Investment Strategy and Capital Expenditures
Investing activities are consistently characterized by net cash outflows, primarily driven by additions to property, plant, and equipment. An expansionary phase is evident between 2022 and 2024, with quarterly capital expenditures increasing from approximately 400 million to peaks of nearly 800 million in late 2024. This suggests a strategic period of infrastructure growth or store renovation. This trend reversed in 2025 and 2026, with expenditures declining toward 270 million. A notable liquidity event occurred in October 2021, where a divestiture of operations generated a significant cash inflow of 1.175 billion.

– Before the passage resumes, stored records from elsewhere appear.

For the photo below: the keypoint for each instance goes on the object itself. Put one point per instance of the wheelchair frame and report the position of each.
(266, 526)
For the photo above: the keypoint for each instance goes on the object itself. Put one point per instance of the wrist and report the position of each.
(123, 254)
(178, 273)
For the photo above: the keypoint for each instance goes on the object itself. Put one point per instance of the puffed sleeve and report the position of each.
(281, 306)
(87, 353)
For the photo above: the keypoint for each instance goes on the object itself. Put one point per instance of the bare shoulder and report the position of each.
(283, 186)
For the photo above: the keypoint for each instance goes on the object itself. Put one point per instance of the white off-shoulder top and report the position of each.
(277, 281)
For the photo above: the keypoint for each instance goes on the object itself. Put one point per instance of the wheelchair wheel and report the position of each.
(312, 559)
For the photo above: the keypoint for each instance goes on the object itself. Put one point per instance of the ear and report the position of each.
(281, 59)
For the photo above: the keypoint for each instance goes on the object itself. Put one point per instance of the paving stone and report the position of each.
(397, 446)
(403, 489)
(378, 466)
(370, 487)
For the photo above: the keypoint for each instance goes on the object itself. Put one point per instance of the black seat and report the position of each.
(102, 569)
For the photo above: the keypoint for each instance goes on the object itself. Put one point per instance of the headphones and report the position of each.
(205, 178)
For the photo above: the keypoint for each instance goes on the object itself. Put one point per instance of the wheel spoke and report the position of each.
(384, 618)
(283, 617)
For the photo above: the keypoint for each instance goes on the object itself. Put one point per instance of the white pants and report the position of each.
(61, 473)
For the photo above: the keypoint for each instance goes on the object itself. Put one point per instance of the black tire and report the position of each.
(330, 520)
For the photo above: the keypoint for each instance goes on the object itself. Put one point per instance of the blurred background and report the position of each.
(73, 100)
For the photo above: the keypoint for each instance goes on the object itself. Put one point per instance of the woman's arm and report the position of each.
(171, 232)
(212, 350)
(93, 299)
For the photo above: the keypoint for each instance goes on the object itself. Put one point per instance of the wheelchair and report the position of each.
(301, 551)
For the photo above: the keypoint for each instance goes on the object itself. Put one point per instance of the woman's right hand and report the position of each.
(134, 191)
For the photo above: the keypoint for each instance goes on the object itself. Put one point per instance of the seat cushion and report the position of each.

Financing Activities and Capital Structure
Financing activities demonstrate a consistent commitment to shareholder returns and a cyclical approach to debt management. Cash dividends have followed a steady upward trajectory, rising from approximately 480 million per quarter in 2019 to over 700 million by 2026. Share repurchases have been sporadic but intense, most notably in January 2022 with a 3.52 billion outflow. To fund these distributions and capital investments, the entity has utilized cyclical issuances of long-term debt, often followed by large repayments, such as the 1.25 billion repayment observed in 2025.
Liquidity and Cash Balance Trends
The net change in cash balances is highly variable, reflecting the timing of large financing events and capital spending. The data indicates a reliance on the debt market to smooth out the timing differences between operational cash generation and large-scale investment or repurchase activities. The overall trend shows an organization that leverages its operating cash flow to sustain dividend growth while alternating between periods of aggressive expansion and capital preservation.